Recently, my husband and I made the decision to enroll our rambunctious three year old in pee wee soccer. It’s been an interesting six weeks of practices, but it seems like our little boy is finally starting to pick up some of the basics of the game, as well as learning a little about how to work on a team… but there’s other lessons that I’ve learned while on the field with him – especially about self-publishing.
You’ll never know who to listen to
Much of pee wee soccer practice is dedicated to parents yelling two simple words to their children from the sidelines: “NO HANDS!” The kids simply don’t understand why they can’t reach down and use their perfectly capable hands to maneuver the ball into an ideal position. And, of course, just as they start to figure it out, coach blows his whistle and instructs the kids to pick up their soccer balls and move to the center of the field. That’s when the chaos hits and the kids stand paralyzed, unable to discern whether they should listen to coach’s instructions or their parents’ “NO HANDS!” instructions.
In the self-publishing field, there’s countless people who would like to be your “coach,” offering rules and advice that may or may not apply to you and your book. Friends, parents, social media gurus, bloggers, other authors, and so many more. As they all shriek from the sidelines, it’s important to keep your eyes on your goal, discerning the best way to get there by selecting the best role models along the way.
Someone will always be better than you
Even in pee wee soccer, there’s a kid or two who seems to effortlessly master every skill. They’re tiny masters of the craft, always one step ahead of the coach (and making all of the other kids feel bad in the process).
In self-publishing, you’ll see the same. Authors who became near overnight successes, selling millions of copies of their e-books, landing publishing deals, and signing movie deals. It’s easy, of course, to compare yourself to these authors and – in doing so – convincing yourself you should throw in the proverbial towel. However, it’s important to approach your book with clear eyes, unfiltered by the successes and failures of others. Focus on your work and your work alone, setting your own benchmarks for success along the way.
You won’t always know when you need a break
As the little ones rush up and down the field, doing their best to dribble, kick, and score, their attention spans stretch to impressive lengths for such tiny people.

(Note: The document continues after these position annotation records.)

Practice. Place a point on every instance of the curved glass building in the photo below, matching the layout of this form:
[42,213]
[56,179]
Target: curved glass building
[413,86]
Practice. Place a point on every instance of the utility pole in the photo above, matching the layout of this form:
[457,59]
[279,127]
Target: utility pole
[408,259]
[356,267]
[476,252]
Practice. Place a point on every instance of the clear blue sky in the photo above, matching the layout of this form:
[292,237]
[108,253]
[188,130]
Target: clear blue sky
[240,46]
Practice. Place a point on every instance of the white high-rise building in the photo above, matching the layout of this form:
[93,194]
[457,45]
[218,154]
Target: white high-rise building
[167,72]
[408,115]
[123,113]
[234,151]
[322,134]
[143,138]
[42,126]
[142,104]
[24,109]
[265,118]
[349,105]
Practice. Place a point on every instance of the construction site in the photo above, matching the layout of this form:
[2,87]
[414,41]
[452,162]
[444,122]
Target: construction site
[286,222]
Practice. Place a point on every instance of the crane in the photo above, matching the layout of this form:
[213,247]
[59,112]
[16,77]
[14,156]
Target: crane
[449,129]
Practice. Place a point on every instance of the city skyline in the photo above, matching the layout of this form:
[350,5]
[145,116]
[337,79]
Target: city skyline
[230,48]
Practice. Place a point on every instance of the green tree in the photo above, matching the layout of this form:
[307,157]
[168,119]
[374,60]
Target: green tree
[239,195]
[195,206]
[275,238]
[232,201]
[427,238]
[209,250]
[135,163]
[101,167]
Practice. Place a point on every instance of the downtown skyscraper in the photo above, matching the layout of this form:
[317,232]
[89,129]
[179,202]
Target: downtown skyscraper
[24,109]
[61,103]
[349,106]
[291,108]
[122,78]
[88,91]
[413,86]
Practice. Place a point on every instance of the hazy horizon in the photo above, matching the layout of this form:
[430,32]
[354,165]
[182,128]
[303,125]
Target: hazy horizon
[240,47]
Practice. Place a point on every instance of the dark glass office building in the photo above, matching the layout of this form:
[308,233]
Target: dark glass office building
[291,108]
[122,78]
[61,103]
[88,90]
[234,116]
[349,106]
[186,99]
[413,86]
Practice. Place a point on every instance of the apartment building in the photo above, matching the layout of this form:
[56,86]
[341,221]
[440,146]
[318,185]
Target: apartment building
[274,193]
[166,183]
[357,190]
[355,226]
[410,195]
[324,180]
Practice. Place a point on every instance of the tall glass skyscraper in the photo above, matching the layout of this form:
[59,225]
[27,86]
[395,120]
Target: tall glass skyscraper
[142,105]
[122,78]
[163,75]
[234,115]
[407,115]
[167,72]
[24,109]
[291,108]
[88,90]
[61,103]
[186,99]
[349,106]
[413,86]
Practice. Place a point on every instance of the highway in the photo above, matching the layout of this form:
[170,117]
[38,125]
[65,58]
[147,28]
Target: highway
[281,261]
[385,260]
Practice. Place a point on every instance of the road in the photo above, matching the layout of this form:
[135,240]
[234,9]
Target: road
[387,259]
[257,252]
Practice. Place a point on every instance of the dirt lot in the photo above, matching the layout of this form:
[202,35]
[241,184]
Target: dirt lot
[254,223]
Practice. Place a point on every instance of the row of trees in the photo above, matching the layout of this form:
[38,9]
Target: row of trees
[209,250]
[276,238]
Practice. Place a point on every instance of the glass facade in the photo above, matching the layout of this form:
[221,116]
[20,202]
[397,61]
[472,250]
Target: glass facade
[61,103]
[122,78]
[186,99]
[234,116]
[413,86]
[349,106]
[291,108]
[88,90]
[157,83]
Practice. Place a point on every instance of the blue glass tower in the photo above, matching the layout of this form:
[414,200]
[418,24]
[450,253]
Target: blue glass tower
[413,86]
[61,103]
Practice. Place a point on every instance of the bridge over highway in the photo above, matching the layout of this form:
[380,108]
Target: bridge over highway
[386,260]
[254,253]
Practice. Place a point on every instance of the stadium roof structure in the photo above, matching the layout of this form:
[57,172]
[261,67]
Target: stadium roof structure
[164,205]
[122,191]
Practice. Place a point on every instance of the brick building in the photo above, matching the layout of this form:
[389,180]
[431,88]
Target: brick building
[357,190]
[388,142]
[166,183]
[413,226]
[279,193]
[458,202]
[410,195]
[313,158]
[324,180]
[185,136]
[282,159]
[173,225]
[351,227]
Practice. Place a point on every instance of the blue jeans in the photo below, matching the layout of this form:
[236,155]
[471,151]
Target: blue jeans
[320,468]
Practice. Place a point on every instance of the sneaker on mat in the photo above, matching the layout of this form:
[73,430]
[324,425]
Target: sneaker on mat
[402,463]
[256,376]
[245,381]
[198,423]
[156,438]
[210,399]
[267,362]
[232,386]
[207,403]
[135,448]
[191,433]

But, even with all their focus on the ball, it’s important to take breaks before they become overwhelmed and meltdown on the field.

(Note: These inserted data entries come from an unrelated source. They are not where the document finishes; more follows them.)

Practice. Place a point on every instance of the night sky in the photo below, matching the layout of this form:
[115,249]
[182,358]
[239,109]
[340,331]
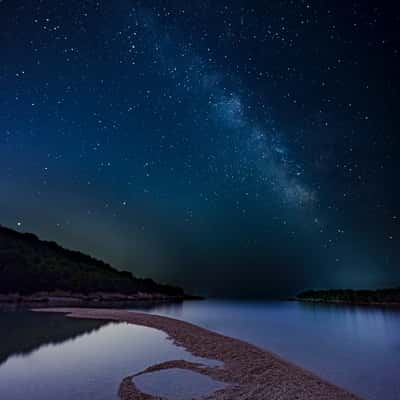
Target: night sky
[236,148]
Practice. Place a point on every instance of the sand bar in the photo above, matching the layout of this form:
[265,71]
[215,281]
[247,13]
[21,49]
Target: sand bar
[251,372]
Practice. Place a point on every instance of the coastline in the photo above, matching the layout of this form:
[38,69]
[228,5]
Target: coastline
[91,300]
[347,303]
[249,371]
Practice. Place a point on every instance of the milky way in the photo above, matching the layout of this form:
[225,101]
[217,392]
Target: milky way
[240,148]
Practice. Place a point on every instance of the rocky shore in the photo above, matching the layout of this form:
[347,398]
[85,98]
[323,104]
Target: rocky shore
[96,299]
[250,372]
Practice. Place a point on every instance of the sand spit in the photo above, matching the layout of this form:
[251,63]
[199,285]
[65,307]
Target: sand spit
[251,373]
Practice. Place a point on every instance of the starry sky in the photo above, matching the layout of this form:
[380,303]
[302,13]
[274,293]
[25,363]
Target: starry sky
[235,148]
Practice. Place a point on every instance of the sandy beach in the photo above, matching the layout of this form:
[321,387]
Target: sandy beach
[250,372]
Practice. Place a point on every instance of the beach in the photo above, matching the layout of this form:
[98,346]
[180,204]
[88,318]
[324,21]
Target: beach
[248,371]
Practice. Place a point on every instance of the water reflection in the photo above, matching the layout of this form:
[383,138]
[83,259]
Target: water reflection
[22,332]
[357,347]
[54,357]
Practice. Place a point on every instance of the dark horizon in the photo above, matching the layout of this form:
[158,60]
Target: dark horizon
[233,150]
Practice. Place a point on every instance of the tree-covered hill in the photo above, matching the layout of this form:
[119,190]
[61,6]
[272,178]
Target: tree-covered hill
[29,265]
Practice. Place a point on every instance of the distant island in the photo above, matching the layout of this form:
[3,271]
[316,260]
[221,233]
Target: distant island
[349,296]
[33,270]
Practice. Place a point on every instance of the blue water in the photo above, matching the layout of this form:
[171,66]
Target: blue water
[51,357]
[355,347]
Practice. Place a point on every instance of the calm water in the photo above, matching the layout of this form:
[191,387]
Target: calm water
[355,347]
[48,357]
[53,357]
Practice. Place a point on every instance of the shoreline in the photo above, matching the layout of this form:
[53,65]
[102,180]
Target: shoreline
[91,300]
[347,303]
[249,371]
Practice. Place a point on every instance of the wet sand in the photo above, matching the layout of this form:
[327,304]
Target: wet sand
[250,372]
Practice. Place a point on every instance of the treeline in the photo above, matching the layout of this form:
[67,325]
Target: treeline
[388,296]
[29,265]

It’s easy to fall victim to the same kind of meltdown as a self-publishing author. Whether you’re buried in notes from your book editor or working a sequel for your novel, you need to schedule breaks to keep yourself sane. Don’t think of your time away from your manuscript or publishing efforts as an indulgence and never feel guilty for stepping away from the keyboard. Instead, know that they’re a necessary part of maintaining your long-term productivity.
Where have you found improbable lessons for your self-publishing adventure?